The internet has been beating us over the head with productivity tips since dial-up, but one thing hasn’t changed: most of it is totally unrealistic.
Maybe a morning run through the forest and homemade green juice IS the best way to start the day, but so is getting eight hours of sleep and arriving to work on time.
I scoured the internet in search of two things:
- What I REALLY needed to do every morning to be at my best for the day
- And how to actually make it happen
Here’s what I found out.
We Talk Ourselves Out of Things All the Time
In Mel Robbins’ book, The 5-Second Rule, the author makes one crazy simple point that’s sabotaging most people’s success: we are way too good at talking ourselves out of things.

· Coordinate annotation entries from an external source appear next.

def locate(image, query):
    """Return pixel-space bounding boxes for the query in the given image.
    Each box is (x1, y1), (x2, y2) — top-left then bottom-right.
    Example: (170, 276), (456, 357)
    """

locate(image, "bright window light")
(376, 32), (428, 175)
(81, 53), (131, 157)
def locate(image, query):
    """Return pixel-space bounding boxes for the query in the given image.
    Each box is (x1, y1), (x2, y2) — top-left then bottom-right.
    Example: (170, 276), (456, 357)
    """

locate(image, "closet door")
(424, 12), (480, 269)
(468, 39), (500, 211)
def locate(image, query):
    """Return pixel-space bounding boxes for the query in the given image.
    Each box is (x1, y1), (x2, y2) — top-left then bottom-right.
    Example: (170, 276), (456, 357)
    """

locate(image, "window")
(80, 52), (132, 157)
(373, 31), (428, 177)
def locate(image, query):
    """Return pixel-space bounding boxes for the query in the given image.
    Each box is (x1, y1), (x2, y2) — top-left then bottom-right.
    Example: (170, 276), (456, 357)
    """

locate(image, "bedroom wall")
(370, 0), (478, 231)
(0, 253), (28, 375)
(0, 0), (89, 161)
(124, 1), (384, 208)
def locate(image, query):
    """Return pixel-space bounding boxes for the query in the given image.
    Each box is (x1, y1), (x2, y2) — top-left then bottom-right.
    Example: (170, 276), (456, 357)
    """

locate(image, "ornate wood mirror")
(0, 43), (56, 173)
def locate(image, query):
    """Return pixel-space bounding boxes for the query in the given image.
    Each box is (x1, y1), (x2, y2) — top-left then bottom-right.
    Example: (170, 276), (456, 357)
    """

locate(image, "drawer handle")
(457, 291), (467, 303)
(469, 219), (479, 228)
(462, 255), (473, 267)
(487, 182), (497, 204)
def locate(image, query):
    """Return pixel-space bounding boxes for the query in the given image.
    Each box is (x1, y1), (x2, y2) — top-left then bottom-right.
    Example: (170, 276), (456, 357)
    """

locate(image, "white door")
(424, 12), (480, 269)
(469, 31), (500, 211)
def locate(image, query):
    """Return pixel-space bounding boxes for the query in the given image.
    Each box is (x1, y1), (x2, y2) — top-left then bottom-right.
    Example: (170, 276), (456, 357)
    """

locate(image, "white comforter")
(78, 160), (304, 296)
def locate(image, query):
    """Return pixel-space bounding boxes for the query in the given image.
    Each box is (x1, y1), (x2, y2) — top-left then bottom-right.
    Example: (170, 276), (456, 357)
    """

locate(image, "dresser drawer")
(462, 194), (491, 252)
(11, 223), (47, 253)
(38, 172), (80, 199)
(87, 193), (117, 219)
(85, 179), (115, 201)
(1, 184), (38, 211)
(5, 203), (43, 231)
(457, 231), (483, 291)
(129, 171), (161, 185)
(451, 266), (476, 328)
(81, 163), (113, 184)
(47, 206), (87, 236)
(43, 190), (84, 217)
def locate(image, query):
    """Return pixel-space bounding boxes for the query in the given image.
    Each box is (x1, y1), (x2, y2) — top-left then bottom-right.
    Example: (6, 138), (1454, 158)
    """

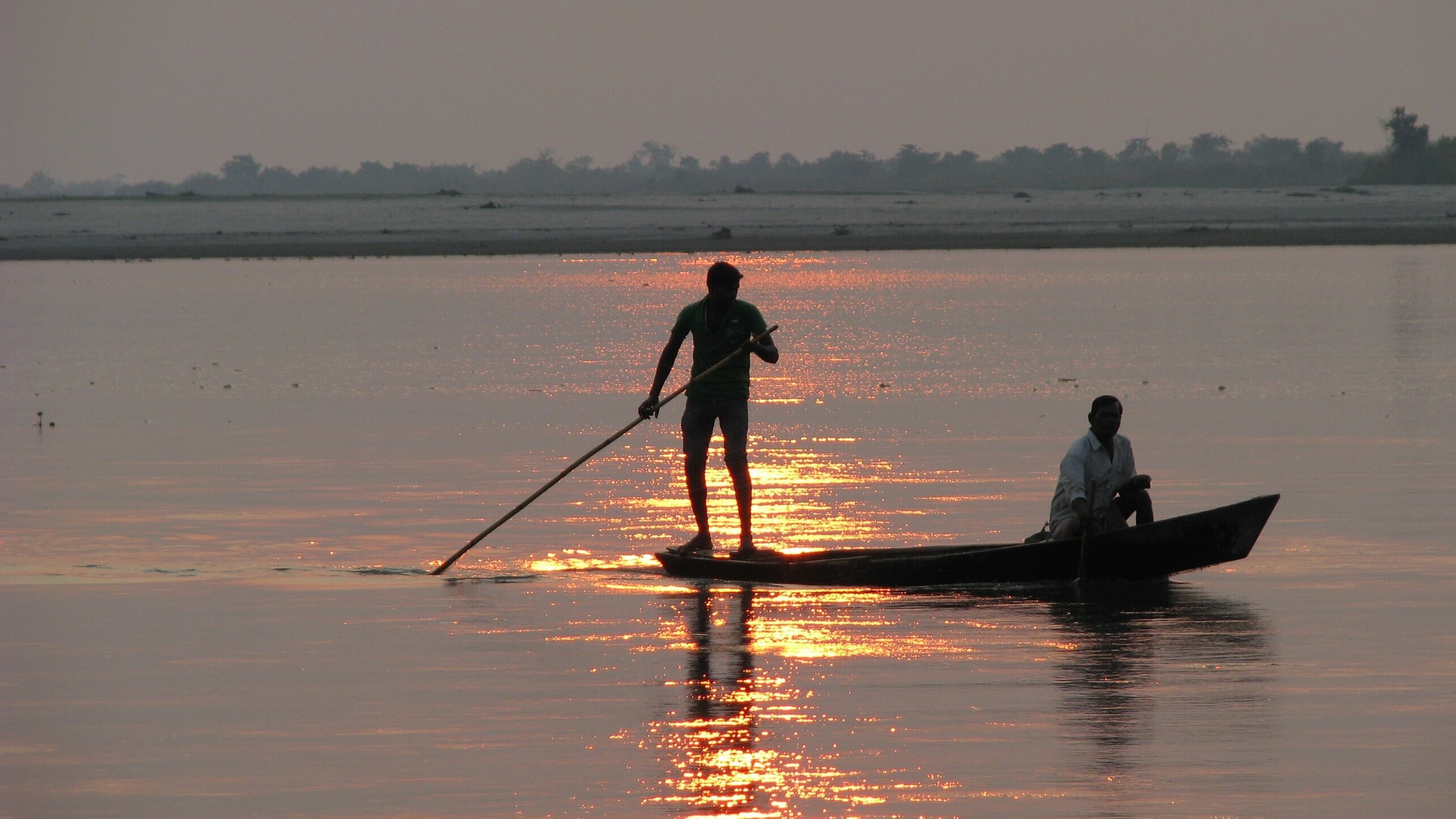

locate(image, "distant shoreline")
(0, 220), (1456, 261)
(0, 185), (1456, 261)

I should get up. But my body is tired, so I just need to sleep, right? But I got eight hours, I should definitely get up. But no way, I’m listening to my intuition. I need sleep, so that’s what I’m doing.
So you might snooze.
Robbins points out that most of the time, we KNOW what we need to do to be productive, we just create a lot of compelling excuses for not doing it.

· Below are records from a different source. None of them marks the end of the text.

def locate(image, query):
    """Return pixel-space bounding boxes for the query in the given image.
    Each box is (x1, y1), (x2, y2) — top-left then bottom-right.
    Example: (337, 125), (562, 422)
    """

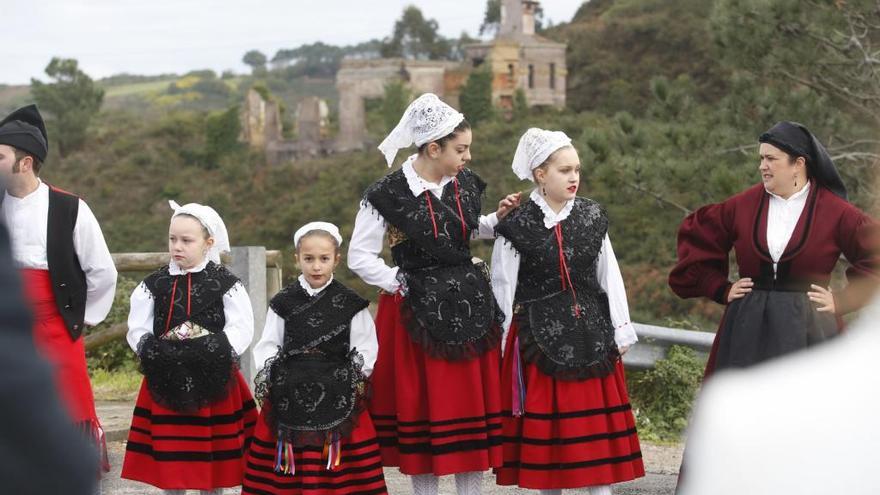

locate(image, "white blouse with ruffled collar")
(125, 259), (254, 356)
(348, 155), (498, 293)
(492, 189), (639, 356)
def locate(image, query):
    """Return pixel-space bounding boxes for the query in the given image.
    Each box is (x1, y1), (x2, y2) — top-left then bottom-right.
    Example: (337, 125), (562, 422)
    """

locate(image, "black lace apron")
(496, 198), (619, 380)
(137, 262), (238, 412)
(365, 169), (504, 361)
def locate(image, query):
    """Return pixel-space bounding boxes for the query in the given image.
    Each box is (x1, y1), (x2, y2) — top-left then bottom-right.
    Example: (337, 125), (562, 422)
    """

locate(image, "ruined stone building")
(336, 0), (568, 151)
(242, 0), (568, 163)
(465, 0), (568, 108)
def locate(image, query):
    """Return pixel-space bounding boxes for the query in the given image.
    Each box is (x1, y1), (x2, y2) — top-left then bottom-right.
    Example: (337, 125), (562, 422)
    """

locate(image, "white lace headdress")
(379, 93), (464, 167)
(168, 200), (231, 265)
(511, 127), (571, 182)
(293, 222), (342, 249)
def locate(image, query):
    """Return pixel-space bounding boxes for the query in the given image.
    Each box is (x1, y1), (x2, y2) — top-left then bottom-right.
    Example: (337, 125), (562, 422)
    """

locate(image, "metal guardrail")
(623, 323), (715, 369)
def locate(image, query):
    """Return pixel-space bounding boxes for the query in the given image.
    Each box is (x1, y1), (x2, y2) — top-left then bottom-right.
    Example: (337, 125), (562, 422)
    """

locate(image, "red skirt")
(21, 269), (110, 472)
(370, 294), (502, 476)
(241, 407), (388, 495)
(495, 323), (645, 490)
(122, 372), (257, 490)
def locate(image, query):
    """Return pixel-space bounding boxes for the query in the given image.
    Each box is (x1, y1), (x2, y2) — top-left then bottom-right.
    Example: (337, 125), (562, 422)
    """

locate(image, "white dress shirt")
(492, 189), (639, 349)
(125, 259), (254, 356)
(767, 182), (810, 272)
(253, 275), (379, 376)
(0, 181), (116, 326)
(348, 155), (498, 293)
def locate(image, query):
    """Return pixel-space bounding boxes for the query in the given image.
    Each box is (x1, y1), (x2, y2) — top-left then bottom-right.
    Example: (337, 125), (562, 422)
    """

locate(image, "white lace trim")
(529, 189), (574, 229)
(402, 155), (454, 196)
(511, 127), (571, 182)
(168, 257), (210, 275)
(168, 200), (232, 265)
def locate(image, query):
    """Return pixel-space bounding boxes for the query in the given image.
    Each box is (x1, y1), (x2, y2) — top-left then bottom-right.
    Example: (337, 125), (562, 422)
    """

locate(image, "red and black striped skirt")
(370, 294), (502, 476)
(495, 323), (645, 490)
(20, 269), (110, 472)
(122, 372), (257, 490)
(241, 406), (388, 495)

Her advice? Don’t give yourself the chance.
When you’re faced with a decision and you KNOW what you need to do but are fighting it, stop thinking, and count backward from five. Then make your move — don’t think even one second about it.
Sit up. Swing your legs over the edge of your bed. Turn off your alarm. STOP overthinking it.
Know What You Need to Do BEFORE You Wake Up
One thing this recovering control freak has learned over the years is that planning your whole day is an exercise in futility — nothing ever happens the way we expect it to.
That said, a foggy morning brain will sit in a daze for 20 minutes before realizing what needs to be done. The morning hours are precious, so don’t waste them wondering where to start.
Your morning routine should be simple enough to remember, but write it on a dry-erase board anyway — anywhere you can see it as soon as you get up. Know what you need to do, at least for the first hour of your day, before you hit the hay the night before.
Go to Bed On Time
For those of us who are raising tiny humans, the notion of having any say in how much sleep we get is downright laughable.
That said, don’t sabotage yourself, regardless of what’s keeping you up at night. Sleep deprivation is linked to all sorts of mental health problems, ranging from anxiety and depression to migraines and mood swings.
Tell your partner to take a shift with the baby, turn your phone on Do Not Disturb, and don’t even THINK about turning on Hulu. Get to bed on time so that you’ll actually want to wake up in time for a morning routine.
Start With Something Simple and Build On It
If you’re like me and get your jollies from planning things, it’s easy to get sucked into setting up a really elaborate morning routine.
It’s fine if you wind up there, but one of the best ways to stick with a routine is to keep it simple in the beginning. Think about what puts you in the best mood for the day and start with only those essential pieces.
Prep the Night Before
Having a morning routine isn’t supposed to make you frantically busy in the mornings, it’s supposed to set the pace for a calm, positive, productive day. Make it easy to get things done, without having to scramble.
Anything you can do to simplify your mornings is going to make it easier to start the day productively. Order a programmable coffeemaker if you have to! Set your clothes out the night before or put your journal on your nightstand.
And just try to not get sucked into folding laundry or some other distracting busy work.
If You Have Kids, Adjust Your Expectations
I’m an entrepreneur and mother in an industry filled with coaches, courses, and books all saying one thing: morning routines are game-changers.
And guys, it makes me a little nuts sometimes, because for me (and other moms like me), it usually just isn’t realistic.
What I’ve learned is that as a mom, you have to let go of expectations. Unless you have a nanny who starts her shift at the crack of dawn, you’re going to have to deal with kids who wake up at 5 am for no reason sometimes.
The key here isn’t to beat your head against a wall trying to meditate while toddlers climb on you and pull your hair — it’s to do what you can; when you can.
If your kids wake up early and mornings aren’t always all that quiet, let go of the list and focus on the feeling instead.
You are calm. You are positive. You are focused.
And you are watching Peppa Pig in your pajamas.
And you can work with that.
Your Grab Bag of A La Carte Morning Routine Additions:
So what does a morning routine even look like?
What you decide to make of yours is super personal, so don’t get caught up on templates and best-ever routines.
Decide what makes you feel good first thing in the morning, and add it to your list. Here are a few ideas to get you started:
- Cardio — releases endorphins, improves focus, and reduces cortisol (stress hormone) levels.
- Making your bed — reduces stress and clutter-related anxiety.
- Gratitude — make a list of what you’re thankful for and put yourself in a positive state of mind.
- Meditation — reduces cortisol levels, calms and centers the mind.
- Bulletproof coffee — improves focus and gives a burst of energy.
- Reading — gives a sense of accomplishment early in the day.
- Journaling — declutter your mind and do a worry dump so you don’t spend the day feeling anxious.
- Goal visualization — get clear on what you want, and write about it every day.